Saram Abbas, Rishad Shafik, Naeem Soomro et al.

Notorious for its 70-80% recurrence rate, Non-muscle-invasive Bladder Cancer (NMIBC) imposes a significant human burden and is one of the costliest cancers to manage. Current tools for predicting NMIBC recurrence rely on scoring systems that often overestimate risk and have poor accuracy. This is where Machine learning (ML)-based techniques have emerged as a promising approach for predicting NMIBC recurrence by leveraging molecular and clinical data. This comprehensive review paper critically analyses ML-based frameworks for predicting NMIBC recurrence, focusing on their statistical robustness and algorithmic efficacy. We meticulously examine the strengths and weaknesses of each study, by focusing on various prediction tasks, data modalities, and ML models, highlighting their remarkable performance alongside inherent limitations. A diverse array of ML algorithms that leverage multimodal data spanning radiomics, clinical, histopathological, and genomic data, exhibit significant promise in accurately predicting NMIBC recurrence. However, the path to widespread adoption faces challenges concerning the generalisability and interpretability of models, emphasising the need for collaborative efforts, robust datasets, and the incorporation of cost-effectiveness. Our detailed categorisation and in-depth analysis illuminate the nuances, complexities, and contexts that influence real-world advancement and adoption of these AI-based techniques. This rigorous analysis equips researchers with a deeper understanding of the intricacies of the ML algorithms employed. Researchers can use these insights to refine approaches, address limitations, and boost generalisability of their ML models, ultimately leading to reduced healthcare costs and improved patient outcomes.

LGJul 26, 2025
AI-Based Clinical Rule Discovery for NMIBC Recurrence through Tsetlin Machines

Saram Abbas, Naeem Soomro, Rishad Shafik et al.

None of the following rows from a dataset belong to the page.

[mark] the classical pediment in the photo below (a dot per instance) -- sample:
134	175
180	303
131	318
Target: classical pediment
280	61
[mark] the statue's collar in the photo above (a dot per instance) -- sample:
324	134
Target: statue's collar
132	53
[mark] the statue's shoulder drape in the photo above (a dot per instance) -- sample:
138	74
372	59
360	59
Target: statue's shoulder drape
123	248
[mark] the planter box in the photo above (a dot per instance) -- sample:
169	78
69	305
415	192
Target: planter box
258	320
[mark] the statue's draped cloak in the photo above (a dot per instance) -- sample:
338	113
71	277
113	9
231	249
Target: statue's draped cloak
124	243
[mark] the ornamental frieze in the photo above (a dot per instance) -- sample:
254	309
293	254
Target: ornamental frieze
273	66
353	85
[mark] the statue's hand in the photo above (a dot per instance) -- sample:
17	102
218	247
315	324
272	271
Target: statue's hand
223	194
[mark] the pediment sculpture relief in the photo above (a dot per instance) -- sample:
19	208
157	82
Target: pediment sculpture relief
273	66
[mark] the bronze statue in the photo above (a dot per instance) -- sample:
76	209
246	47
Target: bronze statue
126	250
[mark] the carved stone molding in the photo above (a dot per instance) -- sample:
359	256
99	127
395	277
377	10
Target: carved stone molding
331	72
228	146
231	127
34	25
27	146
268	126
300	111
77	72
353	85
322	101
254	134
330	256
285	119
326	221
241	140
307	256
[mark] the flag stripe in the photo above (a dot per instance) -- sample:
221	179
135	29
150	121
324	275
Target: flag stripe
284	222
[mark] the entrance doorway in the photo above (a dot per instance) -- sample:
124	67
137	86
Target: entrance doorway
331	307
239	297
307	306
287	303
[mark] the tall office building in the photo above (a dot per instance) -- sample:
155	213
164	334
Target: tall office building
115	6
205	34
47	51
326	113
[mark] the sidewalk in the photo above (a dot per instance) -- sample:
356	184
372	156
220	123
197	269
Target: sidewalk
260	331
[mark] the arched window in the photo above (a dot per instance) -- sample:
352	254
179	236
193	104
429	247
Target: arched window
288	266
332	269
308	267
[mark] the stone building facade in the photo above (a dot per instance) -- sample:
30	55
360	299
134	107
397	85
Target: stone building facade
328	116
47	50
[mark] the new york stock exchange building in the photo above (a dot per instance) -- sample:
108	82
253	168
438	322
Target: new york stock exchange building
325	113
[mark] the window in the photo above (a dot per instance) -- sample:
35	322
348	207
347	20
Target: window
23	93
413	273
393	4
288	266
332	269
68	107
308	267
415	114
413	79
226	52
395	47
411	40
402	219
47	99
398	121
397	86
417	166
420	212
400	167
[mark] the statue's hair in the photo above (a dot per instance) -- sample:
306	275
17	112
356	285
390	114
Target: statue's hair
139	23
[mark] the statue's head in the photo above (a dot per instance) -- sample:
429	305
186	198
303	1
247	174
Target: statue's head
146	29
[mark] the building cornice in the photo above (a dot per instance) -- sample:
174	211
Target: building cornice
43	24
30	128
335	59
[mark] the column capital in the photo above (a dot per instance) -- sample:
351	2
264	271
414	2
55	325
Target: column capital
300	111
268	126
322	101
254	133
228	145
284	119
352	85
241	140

Bladder cancer claims one life every 3 minutes worldwide. Most patients are diagnosed with non-muscle-invasive bladder cancer (NMIBC), yet up to 70% recur after treatment, triggering a relentless cycle of surgeries, monitoring, and risk of progression. Clinical tools like the EORTC risk tables are outdated and unreliable - especially for intermediate-risk cases. We propose an interpretable AI model using the Tsetlin Machine (TM), a symbolic learner that outputs transparent, human-readable logic. Tested on the PHOTO trial dataset (n=330), TM achieved an F1-score of 0.80, outperforming XGBoost (0.78), Logistic Regression (0.60), and EORTC (0.42). TM reveals the exact clauses behind each prediction, grounded in clinical features like tumour count, surgeon experience, and hospital stay - offering accuracy and full transparency. This makes TM a powerful, trustworthy decision-support tool ready for real-world adoption.